What do people mean by saying that X.509 certificates work in "top-down manner"? Do they say that because CAs can do cross certifications?
1 Answer
"Top-down" means that certificate validation proceeds from the root CA down to the end-entity certificate (i.e. the certificate you want to validate). This relates to the idea that an X.509 PKI is meant to be hierarchical: at the "top" there is one or a few root CA, which are trusted a priori, and then trust trickles down to the intermediate CA whose certificates have been issued (signed) by a root CA, then to other intermediate CA issued by the previous intermediate CA, and so on, until trust reaches the certificate for an email user or SSL server.

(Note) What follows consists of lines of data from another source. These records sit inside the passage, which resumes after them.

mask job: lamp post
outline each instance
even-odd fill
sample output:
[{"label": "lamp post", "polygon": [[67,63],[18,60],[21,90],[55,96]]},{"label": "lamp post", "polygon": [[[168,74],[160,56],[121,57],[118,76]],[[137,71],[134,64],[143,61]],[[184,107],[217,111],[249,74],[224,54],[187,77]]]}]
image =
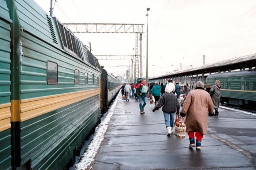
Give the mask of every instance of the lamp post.
[{"label": "lamp post", "polygon": [[147,24],[148,24],[148,19],[147,19],[147,17],[148,16],[148,11],[150,9],[149,8],[147,8],[147,14],[146,14],[146,16],[147,16],[147,66],[146,66],[146,82],[148,82],[148,26],[147,26]]}]

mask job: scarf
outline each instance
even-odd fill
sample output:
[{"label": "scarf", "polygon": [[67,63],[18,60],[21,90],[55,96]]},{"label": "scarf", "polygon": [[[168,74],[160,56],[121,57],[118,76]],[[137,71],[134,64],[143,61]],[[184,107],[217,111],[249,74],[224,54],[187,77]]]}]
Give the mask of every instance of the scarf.
[{"label": "scarf", "polygon": [[216,88],[217,88],[217,89],[218,89],[218,90],[221,90],[221,86],[219,86],[217,84],[215,84],[215,87],[216,87]]}]

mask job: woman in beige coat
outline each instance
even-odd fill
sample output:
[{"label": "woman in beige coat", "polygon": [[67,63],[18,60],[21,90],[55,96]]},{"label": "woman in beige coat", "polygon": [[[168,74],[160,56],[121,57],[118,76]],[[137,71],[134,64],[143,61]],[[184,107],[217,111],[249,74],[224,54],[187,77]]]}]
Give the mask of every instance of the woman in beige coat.
[{"label": "woman in beige coat", "polygon": [[195,132],[196,149],[201,149],[201,143],[203,135],[207,133],[207,121],[208,114],[213,116],[213,105],[210,94],[204,91],[204,85],[202,81],[196,84],[196,88],[188,93],[183,104],[180,115],[187,115],[187,131],[189,138],[189,147],[195,147]]}]

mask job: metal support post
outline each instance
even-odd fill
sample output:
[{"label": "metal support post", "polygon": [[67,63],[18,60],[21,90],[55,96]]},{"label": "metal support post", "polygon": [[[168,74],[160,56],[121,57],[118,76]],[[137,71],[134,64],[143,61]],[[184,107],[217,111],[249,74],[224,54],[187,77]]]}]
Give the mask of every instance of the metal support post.
[{"label": "metal support post", "polygon": [[136,79],[139,78],[139,46],[138,45],[138,33],[135,34],[135,78]]},{"label": "metal support post", "polygon": [[133,77],[133,59],[132,59],[132,69],[131,69],[131,72],[132,72],[132,82],[134,81],[134,77]]},{"label": "metal support post", "polygon": [[142,34],[140,33],[140,77],[143,77],[143,65],[142,65]]},{"label": "metal support post", "polygon": [[52,0],[51,0],[50,7],[50,15],[52,17],[53,16],[53,10],[52,9]]}]

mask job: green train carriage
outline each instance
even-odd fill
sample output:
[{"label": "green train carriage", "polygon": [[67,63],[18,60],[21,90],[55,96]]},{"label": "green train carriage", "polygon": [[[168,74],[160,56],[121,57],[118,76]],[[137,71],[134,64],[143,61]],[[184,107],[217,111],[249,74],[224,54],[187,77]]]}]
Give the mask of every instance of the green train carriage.
[{"label": "green train carriage", "polygon": [[252,106],[256,104],[255,69],[226,72],[210,74],[208,83],[211,86],[216,80],[221,82],[221,103]]},{"label": "green train carriage", "polygon": [[11,170],[11,24],[5,0],[0,1],[0,169]]},{"label": "green train carriage", "polygon": [[101,116],[100,66],[33,1],[0,7],[0,169],[63,169]]},{"label": "green train carriage", "polygon": [[101,73],[102,110],[106,112],[108,106],[122,86],[122,82],[105,69]]}]

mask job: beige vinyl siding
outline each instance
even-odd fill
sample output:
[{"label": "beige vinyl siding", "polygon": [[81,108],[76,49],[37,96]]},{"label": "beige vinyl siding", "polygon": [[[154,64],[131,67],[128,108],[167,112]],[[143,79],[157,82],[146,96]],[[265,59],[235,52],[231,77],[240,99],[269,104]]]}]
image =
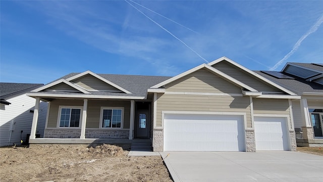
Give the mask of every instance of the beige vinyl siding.
[{"label": "beige vinyl siding", "polygon": [[287,99],[253,98],[254,114],[290,114]]},{"label": "beige vinyl siding", "polygon": [[292,129],[289,111],[289,103],[288,99],[253,99],[253,113],[260,114],[284,114],[289,115],[288,129]]},{"label": "beige vinyl siding", "polygon": [[241,88],[201,69],[165,85],[167,92],[241,94]]},{"label": "beige vinyl siding", "polygon": [[244,71],[225,63],[224,61],[221,61],[212,66],[258,91],[281,92],[280,90],[271,86],[256,78],[250,75]]},{"label": "beige vinyl siding", "polygon": [[162,111],[239,112],[246,113],[247,127],[251,127],[248,97],[207,96],[158,94],[156,126],[162,126]]},{"label": "beige vinyl siding", "polygon": [[73,81],[86,89],[120,91],[118,88],[90,75],[87,75]]},{"label": "beige vinyl siding", "polygon": [[51,86],[46,89],[53,89],[53,90],[73,90],[73,91],[77,91],[78,92],[80,92],[80,91],[77,90],[76,89],[72,87],[72,86],[65,83],[59,83],[56,85]]},{"label": "beige vinyl siding", "polygon": [[[101,107],[124,108],[124,128],[129,128],[130,101],[88,100],[86,117],[87,128],[99,128]],[[47,127],[57,127],[60,106],[83,106],[83,100],[55,100],[50,103]]]},{"label": "beige vinyl siding", "polygon": [[293,118],[294,120],[294,127],[301,128],[303,126],[302,122],[302,116],[301,115],[301,106],[299,100],[292,102],[293,109]]}]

Notions of "up" and "down" are completely arbitrary, of course, but it is traditional to consider that the source of authority and trust is at "the top".
Interestingly, the root of a biological tree is at the bottom; however, in computer science, trees are customarily represented with the root on top, as in this picture (taken from Wikipedia):
By contrast, the PKI structure for which OpenPGP was designed, i.e. the Web of trust, is not "top-down" because it is highly decentralized, so there is no "top" entity.
Cross-certification are in fact non-tree-like features; the more cross-certifications you do, the less top-down the PKI becomes. One could say that the Web of trust is a hierarchical PKI with so many cross-certification that the initial, hierarchical structure has become redundant and was bodily removed.